Every student of math learns about the universal quantifier "for all/each/every". On the other hand, in mathematical writing, it is fairly common to read e.g. "for $i=1, \ldots n$, let $\ldots$". I had long assumed that the "for" here is identical to "for each" (less commonly, it might more reasonably stand for the existential quantifier "for some"), but where the author is perhaps getting sloppy with their language.

Now, based on things I've encountered over time, I'm less sure about my initial understanding. (Something closely related is the usage of "for" as one of the standard looping structures in programming languages.) So I want to clear this up once and for all. Does the word "for" in this context have any meaning or usage separate from standing for the universal quantifier? To ask this in a different way, is there ever a situation where you can write "for $i=1,\ldots, n$ but not "for all $i=1,\ldots,n$"?

Answer 1

No. The use of "for" rather than "for all" here is stylistic; the second way simply sounds strange.

It is analogous to the standard use of "if" instead of "if and only if" when making definitions in mathematics, which is also something that people ask about (see here). When we write "a set $G$ with a binary operation on it is called a group if [put axioms here]" the intended meaning is "... called a group if and only if..." but nobody writes the second version; it sounds very strange in English to write like that.

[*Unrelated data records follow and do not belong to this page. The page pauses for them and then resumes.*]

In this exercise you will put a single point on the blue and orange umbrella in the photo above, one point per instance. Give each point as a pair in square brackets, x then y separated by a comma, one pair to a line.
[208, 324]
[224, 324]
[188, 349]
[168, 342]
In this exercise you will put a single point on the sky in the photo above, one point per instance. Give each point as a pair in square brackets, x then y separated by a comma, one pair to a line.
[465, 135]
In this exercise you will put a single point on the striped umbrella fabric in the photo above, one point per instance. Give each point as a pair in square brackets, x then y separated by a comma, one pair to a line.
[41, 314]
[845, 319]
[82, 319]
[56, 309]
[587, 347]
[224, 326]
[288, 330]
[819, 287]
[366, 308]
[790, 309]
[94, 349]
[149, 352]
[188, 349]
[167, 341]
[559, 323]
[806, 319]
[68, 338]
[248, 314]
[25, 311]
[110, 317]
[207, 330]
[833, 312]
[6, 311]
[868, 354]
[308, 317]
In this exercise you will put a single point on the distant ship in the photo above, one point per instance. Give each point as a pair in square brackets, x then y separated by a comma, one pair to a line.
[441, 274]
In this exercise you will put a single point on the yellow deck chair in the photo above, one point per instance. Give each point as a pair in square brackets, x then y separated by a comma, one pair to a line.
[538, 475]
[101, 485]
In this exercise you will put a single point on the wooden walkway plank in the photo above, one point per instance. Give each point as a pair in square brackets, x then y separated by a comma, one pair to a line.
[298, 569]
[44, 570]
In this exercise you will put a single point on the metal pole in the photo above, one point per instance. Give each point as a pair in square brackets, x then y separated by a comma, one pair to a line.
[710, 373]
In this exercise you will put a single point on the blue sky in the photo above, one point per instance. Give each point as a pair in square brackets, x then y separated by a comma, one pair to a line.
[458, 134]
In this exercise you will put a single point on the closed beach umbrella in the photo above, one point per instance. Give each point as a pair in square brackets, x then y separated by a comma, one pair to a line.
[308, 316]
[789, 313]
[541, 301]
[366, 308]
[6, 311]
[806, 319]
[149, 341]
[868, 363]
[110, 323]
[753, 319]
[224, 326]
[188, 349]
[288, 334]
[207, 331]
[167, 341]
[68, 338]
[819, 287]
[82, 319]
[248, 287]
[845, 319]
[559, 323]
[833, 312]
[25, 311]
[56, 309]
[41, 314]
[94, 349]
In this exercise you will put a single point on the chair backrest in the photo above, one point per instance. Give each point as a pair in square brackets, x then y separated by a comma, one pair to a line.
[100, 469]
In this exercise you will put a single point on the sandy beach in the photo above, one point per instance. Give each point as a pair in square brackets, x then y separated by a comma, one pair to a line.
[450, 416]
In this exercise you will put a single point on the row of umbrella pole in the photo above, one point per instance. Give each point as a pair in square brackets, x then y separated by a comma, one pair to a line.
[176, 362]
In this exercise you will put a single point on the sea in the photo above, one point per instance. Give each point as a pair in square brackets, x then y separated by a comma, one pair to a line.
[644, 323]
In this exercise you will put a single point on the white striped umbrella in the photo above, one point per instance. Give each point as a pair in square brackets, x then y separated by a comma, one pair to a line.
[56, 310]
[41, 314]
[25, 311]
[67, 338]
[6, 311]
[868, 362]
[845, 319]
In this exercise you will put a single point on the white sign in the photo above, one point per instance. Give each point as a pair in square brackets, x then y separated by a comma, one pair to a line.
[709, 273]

You might want to read here for a discussion of "any" vs. "all". That is a situation with some ambiguity for people learning mathematics, especially if English is not their native language.

Answer 2

Nope, they're the same. The clearest rephrasing in my opinion would be

for each $i\in\{1,...,n\}$, [stuff]

that is, explicitly say the "each" (or whatever) and shift from equality to elementhood. Another rephrasing would be

for each $i$, if $i=1$ or $i=2$ or ... or $i=n$ then [stuff],

which reveals the "disjunctive" nature of the notation "$i=1,...,n$."